Primary antiphospholipid syndrome: characteristics and course of a series of 17 cases

• Published in: Anales de medicina interna (Madrid, Spain : 1984) Vol. 19; no. 5; pp. 226 - 229
• Main Authors: Calvo Romero, J M, Bureo Dacal, J C, Ramos Salado, J L, Bureo Dacal, P, Pérez Miranda, M
• Format: Journal Article
• Language: Spanish
• Published: Spain 01.05.2002
• Subjects: Adult; Antiphospholipid Syndrome - diagnosis; Female; Humans; Male; Middle Aged; Retrospective Studies
• ISSN: 0212-7199

Primary antiphospholipid syndrome (APS) is a thrombophilic disorder which is not associated with connective tissue diseases or with other diseases. Retrospective review of patients diagnosed of primary APS in an Internal Medicine service between January 1996 and December 2000. We identified 17 patients with primary APS. The most common presenting manifestations were deep vein thrombosis (7 cases) and ischemic stroke (3 cases).
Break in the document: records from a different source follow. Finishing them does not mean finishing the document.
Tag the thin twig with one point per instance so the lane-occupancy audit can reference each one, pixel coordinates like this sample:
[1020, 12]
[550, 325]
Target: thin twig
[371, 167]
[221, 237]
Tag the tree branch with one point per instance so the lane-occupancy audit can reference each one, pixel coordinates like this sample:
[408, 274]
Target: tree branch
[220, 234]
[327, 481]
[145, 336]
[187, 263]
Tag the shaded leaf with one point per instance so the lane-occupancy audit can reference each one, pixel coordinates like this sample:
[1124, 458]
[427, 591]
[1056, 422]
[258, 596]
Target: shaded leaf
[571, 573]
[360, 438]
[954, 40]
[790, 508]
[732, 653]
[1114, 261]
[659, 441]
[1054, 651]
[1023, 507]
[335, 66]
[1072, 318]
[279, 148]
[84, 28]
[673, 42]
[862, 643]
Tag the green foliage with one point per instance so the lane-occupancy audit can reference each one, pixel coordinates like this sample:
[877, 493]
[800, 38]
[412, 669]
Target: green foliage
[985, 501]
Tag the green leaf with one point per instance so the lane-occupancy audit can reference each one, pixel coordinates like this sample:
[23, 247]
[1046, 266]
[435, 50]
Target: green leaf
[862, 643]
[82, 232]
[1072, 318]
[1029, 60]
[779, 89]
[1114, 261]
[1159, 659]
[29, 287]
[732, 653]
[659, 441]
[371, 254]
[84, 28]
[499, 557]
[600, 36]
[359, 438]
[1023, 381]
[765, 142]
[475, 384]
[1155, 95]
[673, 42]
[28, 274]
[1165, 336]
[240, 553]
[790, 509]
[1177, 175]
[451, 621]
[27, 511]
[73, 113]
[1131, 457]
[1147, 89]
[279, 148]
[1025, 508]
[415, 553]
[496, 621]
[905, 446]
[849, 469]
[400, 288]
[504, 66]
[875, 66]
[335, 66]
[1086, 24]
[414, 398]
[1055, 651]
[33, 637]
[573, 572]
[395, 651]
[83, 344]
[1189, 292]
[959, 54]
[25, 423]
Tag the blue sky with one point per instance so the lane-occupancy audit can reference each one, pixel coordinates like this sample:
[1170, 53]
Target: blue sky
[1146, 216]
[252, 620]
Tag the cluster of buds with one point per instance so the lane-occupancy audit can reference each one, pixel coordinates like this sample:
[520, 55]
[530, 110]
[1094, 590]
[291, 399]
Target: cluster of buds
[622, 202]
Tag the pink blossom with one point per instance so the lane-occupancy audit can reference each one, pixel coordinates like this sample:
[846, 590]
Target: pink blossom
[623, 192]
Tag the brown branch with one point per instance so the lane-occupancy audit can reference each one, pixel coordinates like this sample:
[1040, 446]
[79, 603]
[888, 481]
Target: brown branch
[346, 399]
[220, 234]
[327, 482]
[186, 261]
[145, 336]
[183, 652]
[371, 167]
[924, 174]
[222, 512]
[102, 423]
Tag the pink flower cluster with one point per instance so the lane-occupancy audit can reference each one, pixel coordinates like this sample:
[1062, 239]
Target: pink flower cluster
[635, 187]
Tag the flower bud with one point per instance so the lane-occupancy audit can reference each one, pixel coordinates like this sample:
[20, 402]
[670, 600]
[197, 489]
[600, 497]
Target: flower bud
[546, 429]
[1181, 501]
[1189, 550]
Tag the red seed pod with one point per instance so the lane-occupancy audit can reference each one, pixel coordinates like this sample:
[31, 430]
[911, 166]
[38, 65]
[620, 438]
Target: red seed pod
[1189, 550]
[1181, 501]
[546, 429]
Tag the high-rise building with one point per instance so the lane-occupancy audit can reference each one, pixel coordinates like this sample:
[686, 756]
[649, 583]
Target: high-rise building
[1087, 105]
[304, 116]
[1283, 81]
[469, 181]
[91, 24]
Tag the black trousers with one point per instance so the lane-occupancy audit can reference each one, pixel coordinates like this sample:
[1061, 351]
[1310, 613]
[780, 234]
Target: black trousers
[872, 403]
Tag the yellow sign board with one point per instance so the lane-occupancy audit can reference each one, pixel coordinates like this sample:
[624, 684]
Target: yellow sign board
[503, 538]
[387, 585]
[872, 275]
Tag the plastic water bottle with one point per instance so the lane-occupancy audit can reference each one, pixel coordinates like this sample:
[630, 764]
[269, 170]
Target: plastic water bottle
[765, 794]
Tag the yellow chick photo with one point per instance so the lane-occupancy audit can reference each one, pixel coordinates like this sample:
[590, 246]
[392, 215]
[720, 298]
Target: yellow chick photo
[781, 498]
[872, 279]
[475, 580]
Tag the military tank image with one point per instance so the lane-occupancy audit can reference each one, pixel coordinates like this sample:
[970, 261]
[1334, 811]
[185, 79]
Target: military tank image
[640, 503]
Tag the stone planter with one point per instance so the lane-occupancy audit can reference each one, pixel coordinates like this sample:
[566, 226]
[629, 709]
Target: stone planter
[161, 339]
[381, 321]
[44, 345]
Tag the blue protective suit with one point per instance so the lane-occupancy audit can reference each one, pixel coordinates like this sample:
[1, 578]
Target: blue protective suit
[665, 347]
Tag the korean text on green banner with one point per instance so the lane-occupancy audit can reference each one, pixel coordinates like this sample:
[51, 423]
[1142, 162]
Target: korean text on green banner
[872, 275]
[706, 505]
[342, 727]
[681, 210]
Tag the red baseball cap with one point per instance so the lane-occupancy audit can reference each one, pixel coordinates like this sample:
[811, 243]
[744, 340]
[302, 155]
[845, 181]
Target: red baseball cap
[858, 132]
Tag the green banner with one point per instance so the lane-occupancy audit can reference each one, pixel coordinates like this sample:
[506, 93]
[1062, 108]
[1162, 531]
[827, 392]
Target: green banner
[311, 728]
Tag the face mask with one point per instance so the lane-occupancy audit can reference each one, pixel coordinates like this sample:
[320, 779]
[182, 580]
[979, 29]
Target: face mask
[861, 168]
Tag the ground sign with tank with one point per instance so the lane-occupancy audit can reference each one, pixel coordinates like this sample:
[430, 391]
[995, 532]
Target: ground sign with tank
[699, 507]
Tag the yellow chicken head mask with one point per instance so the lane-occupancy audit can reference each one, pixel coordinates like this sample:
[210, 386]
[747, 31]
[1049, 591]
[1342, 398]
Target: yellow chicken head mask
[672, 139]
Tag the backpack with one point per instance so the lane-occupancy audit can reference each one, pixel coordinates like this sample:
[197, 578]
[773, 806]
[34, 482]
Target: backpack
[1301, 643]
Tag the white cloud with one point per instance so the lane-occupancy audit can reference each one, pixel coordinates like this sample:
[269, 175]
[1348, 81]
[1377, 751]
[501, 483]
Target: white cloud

Eleven patients (65%) had vein thrombosis, 4 (24%) arterial thrombosis and no patient had both types of thrombosis. The 15 patients with thrombosis received treatment with indefinite oral anticoagulation (INR between 2.5 and 3.5). There was no recurrence of thrombosis or major hemorrhagic complications after a median follow-up time of 36 months (range 10-52 months). The most common presenting manifestation of primary APS is deep vein thrombosis. Venous thrombosis is more frequent than arterial thrombosis. The occurrence of both types of thrombosis seems to be exceptional. Long-term oral anticoagulation is an effective and safe treatment to prevent the recurrence of thrombosis in patients with primary APS.